Soon other stuff will follow.  No doubt my biopsy will be next week, followed by my diagnosis, then my course of treatment, my chemo, maybe my radiation, my medicines, possibly my pot if I find that my chemo makes me nauseous, then more scans, my next Petscan, my next prognosis, and ultimately my health, which to a large extent will be determined by all of my new stuff.   It’s weird, I know, reducing one’s battle with cancer to a consumer exchange, but in many ways, that’s exactly how we handle it.  We pay money to people and companies to determine a course of action and then to give us poisons and medicines.  We pay others to take pictures of our insides to understand whether we’re winning or losing, and then, God willing, we pay some hotel on the Central Coast of California to host our first cancer free celebration—at least that’s what I’m aiming for.  It’s all part of my new collection of stuff…the stuff that comes with cancer.

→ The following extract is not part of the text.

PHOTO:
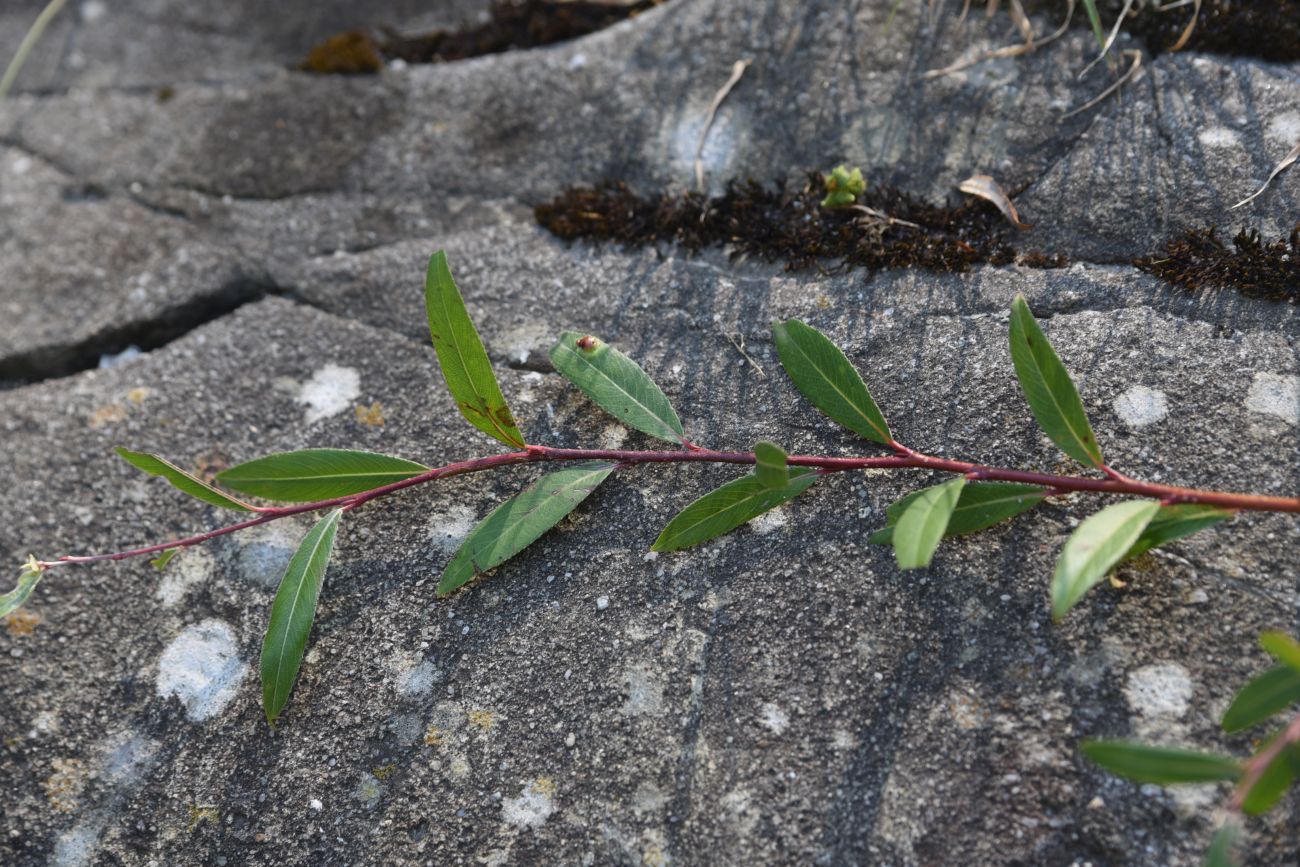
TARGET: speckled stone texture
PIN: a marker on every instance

Slower Than a Speeding Bullet

19 Oct

Image

Slower Than a Speeding Bullet

 

In the summer of 2000 we were certain that my wife (Amy) had cancer.  Her red blood cells were odd, misshapen, enlarged.  Prior to a visit to a hematologist, we googled her symptoms and discovered that the only possible explanation for this anomaly was multiple myeloma, a deadly and disabling cancer of the bone marrow.  We cried, travelled to the Central Coast of California and drank wine to excess, and then went to our appointment with the hematologist.  Immediately he explained to us that Amy could not possibly have cancer, her platelet levels were fine, and platelets take a nose dive when you have multiple myeloma.  There was one more thing he wanted to test for, but it wasn’t cancer.  On our second appointment he told us that my wife was a carrier of a potentially dangerous genetic defect that caused misshapen blood cells, but that she did not, in fact, have the condition herself, nor, thankfully does our daughter.  “You dodged a bullet,” he said.  And happily we left his office never to return.  Years later, a bizarre reading of a mammogram led to another cancer scare.  Again, certain of her diagnosis, we reasoned that this was likely beatable and treatable and we were ready for whatever might follow.  On closer inspection, all turned out to be fine.  Again, another bullet dodged.

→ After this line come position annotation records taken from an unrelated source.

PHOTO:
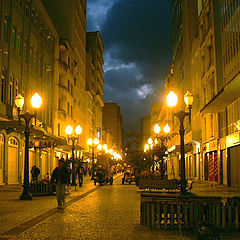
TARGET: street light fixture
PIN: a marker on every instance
(73, 138)
(36, 102)
(172, 101)
(93, 144)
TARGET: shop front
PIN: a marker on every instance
(211, 162)
(233, 159)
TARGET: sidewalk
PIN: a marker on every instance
(214, 189)
(14, 212)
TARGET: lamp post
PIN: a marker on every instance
(93, 144)
(36, 102)
(73, 138)
(172, 102)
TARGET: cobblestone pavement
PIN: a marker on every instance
(91, 213)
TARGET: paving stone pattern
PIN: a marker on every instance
(91, 213)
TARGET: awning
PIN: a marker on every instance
(39, 137)
(228, 94)
(177, 149)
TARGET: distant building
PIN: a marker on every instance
(29, 44)
(70, 97)
(112, 122)
(94, 82)
(145, 129)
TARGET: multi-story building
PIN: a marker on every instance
(28, 48)
(94, 82)
(206, 62)
(221, 89)
(112, 122)
(70, 105)
(145, 129)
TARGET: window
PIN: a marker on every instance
(5, 28)
(25, 51)
(16, 88)
(3, 85)
(212, 130)
(18, 44)
(11, 90)
(14, 33)
(59, 129)
(59, 104)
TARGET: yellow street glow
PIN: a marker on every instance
(36, 101)
(172, 99)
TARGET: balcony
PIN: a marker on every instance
(63, 67)
(228, 94)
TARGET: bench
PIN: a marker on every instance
(158, 184)
(190, 185)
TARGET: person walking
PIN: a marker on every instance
(80, 173)
(60, 176)
(35, 171)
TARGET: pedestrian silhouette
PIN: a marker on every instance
(60, 177)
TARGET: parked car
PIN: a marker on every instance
(103, 172)
(129, 176)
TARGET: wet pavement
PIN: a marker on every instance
(91, 213)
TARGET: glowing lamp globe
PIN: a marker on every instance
(157, 129)
(99, 147)
(89, 141)
(166, 128)
(36, 101)
(150, 141)
(172, 99)
(69, 130)
(96, 141)
(188, 98)
(78, 130)
(19, 101)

 And so there’s a certain unsettling irony in my recent cancer diagnosis.  This time we were certain that I did not have cancer. I have no symptoms, no night sweats, no fatigue or weight loss (I weigh a lusty 220 pounds on a 5’8’’ frame)….no nothing!  But one night this past September I found myself in the emergency room in excruciating pain.  It turns out I was suffering from a kidney stone (my first), but the emergency room Dr. saw something in the CT scan used to locate my stone….something big and in my chest.  Subsequent scans identified the growth as a cyst, problem solved, no cancer!  But the CT revealed enlarged nodes and an enlarged spleen, and so more tests.   Then, Wednesday afternoon a young Dr. called and told me the previously diagnosed cyst was likely not a cyst at all, but rather cancer, likely lymphoma, and I would require a biopsy.  The bullets just keep flying, and while my wife has the skill and dexterity to dodge them, I am slower moving, less agile, and seem to have caught one right in the lymph node.  Bastards!

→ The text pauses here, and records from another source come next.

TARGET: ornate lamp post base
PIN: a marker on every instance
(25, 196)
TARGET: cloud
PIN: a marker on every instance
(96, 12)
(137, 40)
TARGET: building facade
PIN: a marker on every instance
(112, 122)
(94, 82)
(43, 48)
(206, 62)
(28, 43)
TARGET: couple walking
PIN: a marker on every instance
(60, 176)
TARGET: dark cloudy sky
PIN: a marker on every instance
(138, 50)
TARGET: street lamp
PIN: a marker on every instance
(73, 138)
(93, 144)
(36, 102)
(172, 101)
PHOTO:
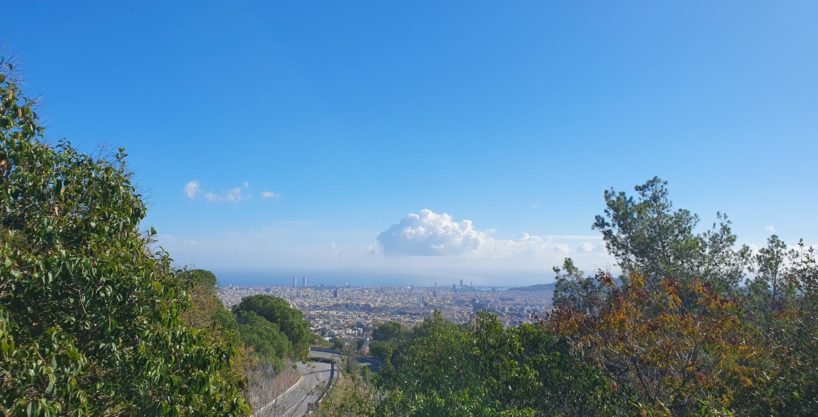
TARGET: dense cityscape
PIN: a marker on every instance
(352, 312)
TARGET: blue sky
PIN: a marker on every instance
(513, 115)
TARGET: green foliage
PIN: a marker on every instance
(89, 316)
(648, 237)
(277, 311)
(482, 369)
(266, 339)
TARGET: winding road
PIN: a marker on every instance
(295, 401)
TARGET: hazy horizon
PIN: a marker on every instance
(430, 139)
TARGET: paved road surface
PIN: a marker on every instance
(295, 401)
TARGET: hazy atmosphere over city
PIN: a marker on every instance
(409, 208)
(427, 141)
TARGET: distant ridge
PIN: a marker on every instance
(535, 287)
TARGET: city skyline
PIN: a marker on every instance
(473, 142)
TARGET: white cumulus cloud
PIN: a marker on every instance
(427, 233)
(192, 188)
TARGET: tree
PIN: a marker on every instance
(649, 238)
(277, 311)
(676, 360)
(89, 314)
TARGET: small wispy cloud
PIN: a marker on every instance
(192, 188)
(233, 195)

I am not sure what the purpose of the blog will be.  I have tried to blog in the past and have lacked the stick-to-it-tiveness required to fashion a consistent and meaningful blog presence.  Also, I am not sure I want to bore the world with the well-known tales of hair loss, nausea, fear, and, God willing, triumph, that form so many popular cancer blogs.  Perhaps I am just talking to myself, here, to be comforted by my continued ability to communicate clearly in the written form, and to use that as some kind of gauge for my health and happiness.  I simply don’t know.  I just know that right now I want to write and to do so publicly.  To share my stories and see if they resonate and what they generate.